Good grief. If we’re going to let the workers take a nap on the job, we could at least make it happen while blocking on a queue fetch.

So I did a little sneaky thing with queue names in the memcache “get” command by letting clients add options to the end, separated by slashes. Slashes aren’t allowed in filenames anyway so they were never valid in queue names. Then I made a timeout option, so a client can ask to block for work for some amount of time:

    while !(response = QUEUE.get("#{queue_name}/t=250")); end

The “t=250” option means “if there’s nothing in the queue right now, I’m willing to wait up to 250 milliseconds for something to arrive”. After that timeout, if there’s still nothing, kestrel will answer with the usual empty-response.

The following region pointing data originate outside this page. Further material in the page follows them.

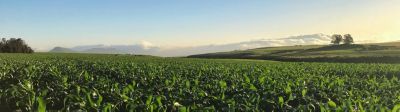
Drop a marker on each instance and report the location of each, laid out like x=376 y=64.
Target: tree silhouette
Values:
x=14 y=45
x=348 y=39
x=336 y=39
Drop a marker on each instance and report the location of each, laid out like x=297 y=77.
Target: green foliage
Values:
x=14 y=45
x=84 y=82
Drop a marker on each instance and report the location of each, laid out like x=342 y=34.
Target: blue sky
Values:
x=48 y=23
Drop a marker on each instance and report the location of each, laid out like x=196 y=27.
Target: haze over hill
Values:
x=148 y=48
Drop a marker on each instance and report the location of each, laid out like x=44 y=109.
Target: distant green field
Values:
x=375 y=53
x=87 y=82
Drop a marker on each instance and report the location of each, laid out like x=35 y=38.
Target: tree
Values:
x=14 y=45
x=348 y=39
x=336 y=39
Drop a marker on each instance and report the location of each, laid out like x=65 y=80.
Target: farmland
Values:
x=87 y=82
x=388 y=52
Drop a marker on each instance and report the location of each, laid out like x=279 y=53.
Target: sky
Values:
x=44 y=24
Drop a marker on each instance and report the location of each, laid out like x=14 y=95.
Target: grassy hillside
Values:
x=380 y=52
x=123 y=83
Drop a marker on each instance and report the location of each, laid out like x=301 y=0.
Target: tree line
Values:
x=346 y=39
x=14 y=45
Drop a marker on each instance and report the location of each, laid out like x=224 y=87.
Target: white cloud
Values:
x=145 y=47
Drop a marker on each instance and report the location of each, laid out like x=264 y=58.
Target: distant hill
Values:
x=62 y=50
x=379 y=52
x=103 y=51
x=89 y=50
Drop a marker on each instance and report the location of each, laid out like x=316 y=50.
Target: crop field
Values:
x=87 y=82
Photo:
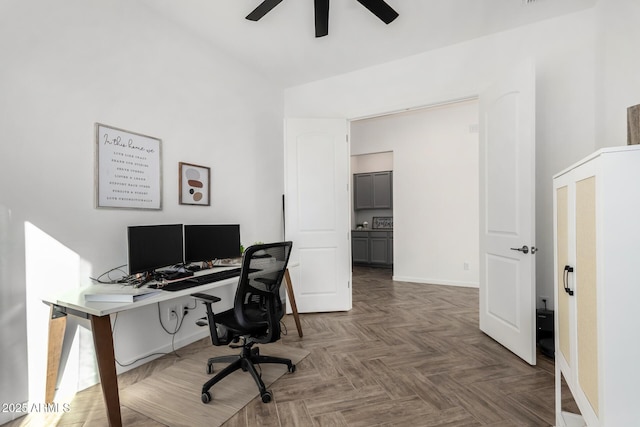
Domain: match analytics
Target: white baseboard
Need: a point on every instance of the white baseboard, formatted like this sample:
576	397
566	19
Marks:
435	281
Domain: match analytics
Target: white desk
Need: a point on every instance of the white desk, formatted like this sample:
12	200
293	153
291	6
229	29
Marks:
73	302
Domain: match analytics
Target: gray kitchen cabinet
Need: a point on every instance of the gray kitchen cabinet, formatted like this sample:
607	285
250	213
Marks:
360	247
373	190
373	248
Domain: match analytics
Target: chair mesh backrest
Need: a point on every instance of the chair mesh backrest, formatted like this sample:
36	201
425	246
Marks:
257	306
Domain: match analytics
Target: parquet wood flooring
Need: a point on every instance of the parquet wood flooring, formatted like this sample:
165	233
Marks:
406	355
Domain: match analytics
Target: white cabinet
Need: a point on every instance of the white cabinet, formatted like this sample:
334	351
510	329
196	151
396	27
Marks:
597	287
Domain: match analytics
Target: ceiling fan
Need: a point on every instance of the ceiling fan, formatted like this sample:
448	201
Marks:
378	7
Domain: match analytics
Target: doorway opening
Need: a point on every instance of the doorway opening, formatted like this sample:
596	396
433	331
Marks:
433	153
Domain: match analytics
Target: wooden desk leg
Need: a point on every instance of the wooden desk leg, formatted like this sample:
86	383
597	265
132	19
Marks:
57	326
103	342
292	299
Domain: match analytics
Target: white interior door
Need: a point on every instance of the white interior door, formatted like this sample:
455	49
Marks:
317	193
507	212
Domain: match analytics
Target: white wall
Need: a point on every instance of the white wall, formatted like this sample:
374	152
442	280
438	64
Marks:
364	163
563	50
65	66
435	196
618	68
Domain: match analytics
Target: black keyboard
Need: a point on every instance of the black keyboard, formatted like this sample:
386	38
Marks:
201	280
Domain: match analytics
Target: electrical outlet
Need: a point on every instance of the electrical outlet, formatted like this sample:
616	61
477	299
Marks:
544	301
172	312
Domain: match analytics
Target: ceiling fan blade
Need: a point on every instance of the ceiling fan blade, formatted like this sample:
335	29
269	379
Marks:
262	9
322	17
381	9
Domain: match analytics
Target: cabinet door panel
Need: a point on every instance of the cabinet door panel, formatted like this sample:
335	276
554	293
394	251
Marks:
379	252
586	295
363	191
382	190
562	254
360	249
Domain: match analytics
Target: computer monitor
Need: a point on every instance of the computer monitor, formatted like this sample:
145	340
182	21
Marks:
154	246
205	243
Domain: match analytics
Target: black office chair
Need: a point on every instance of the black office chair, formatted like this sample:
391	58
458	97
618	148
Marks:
254	318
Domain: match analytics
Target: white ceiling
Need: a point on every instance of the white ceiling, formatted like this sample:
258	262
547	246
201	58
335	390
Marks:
282	45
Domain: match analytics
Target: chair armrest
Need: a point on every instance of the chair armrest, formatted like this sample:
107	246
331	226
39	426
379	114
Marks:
208	300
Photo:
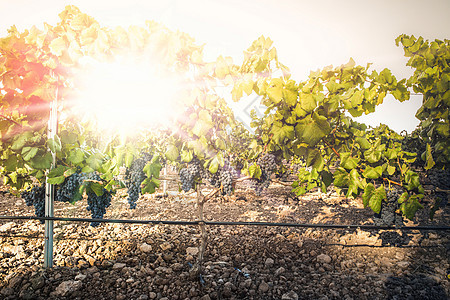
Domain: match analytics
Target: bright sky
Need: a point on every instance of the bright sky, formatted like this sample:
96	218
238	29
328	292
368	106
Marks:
307	34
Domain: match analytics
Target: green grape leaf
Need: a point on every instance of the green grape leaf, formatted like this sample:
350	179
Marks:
429	158
58	171
215	163
255	171
347	161
372	155
152	169
54	144
95	161
149	186
368	191
308	102
20	140
41	161
410	205
129	157
202	127
56	180
76	156
412	180
372	197
29	152
363	142
97	188
373	173
313	128
172	153
391	170
314	159
340	177
280	133
186	156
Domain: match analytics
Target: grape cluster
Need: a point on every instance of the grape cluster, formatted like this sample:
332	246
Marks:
223	178
268	165
69	187
187	180
135	176
226	179
36	197
97	205
190	173
387	215
440	179
235	172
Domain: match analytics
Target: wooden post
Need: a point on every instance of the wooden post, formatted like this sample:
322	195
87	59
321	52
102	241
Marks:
50	188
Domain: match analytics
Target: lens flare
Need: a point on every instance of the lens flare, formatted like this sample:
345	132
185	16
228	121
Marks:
126	95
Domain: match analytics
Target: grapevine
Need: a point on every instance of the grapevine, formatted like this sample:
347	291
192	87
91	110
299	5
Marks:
36	197
135	176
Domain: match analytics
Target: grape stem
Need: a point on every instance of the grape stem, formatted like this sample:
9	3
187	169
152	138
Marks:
361	170
282	183
10	120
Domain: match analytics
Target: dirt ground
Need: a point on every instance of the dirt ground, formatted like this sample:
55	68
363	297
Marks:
123	261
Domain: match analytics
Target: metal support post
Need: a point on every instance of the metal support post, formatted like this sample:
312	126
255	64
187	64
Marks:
50	189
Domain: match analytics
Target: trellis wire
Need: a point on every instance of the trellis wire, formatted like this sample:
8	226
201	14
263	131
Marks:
233	223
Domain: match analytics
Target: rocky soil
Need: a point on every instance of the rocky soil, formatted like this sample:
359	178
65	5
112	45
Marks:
123	261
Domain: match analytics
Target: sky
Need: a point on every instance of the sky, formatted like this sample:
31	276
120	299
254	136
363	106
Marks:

It’s important here to make sure that your memcache client is set to have a read-timeout larger than the timeout you send in the “get” request.

This was the easiest thing to implement after I worked out how. Each queue just has a kernel-style wait-list of clients attached to it. If a client makes a timeout-style “get” request, and the queue is empty, we just put the client on the wait-list and the client’s actor does a receiveWithin(timeout) to wait for a message saying something new has arrived. When items are put on the queue, the first wait-list client is removed from the wait-list and notified.

The ManyClients load test exercises this by having 100 (or 500) clients pile on to a queue with blocking fetches while a single producer slowly trickles out data. It seems to work like a charm.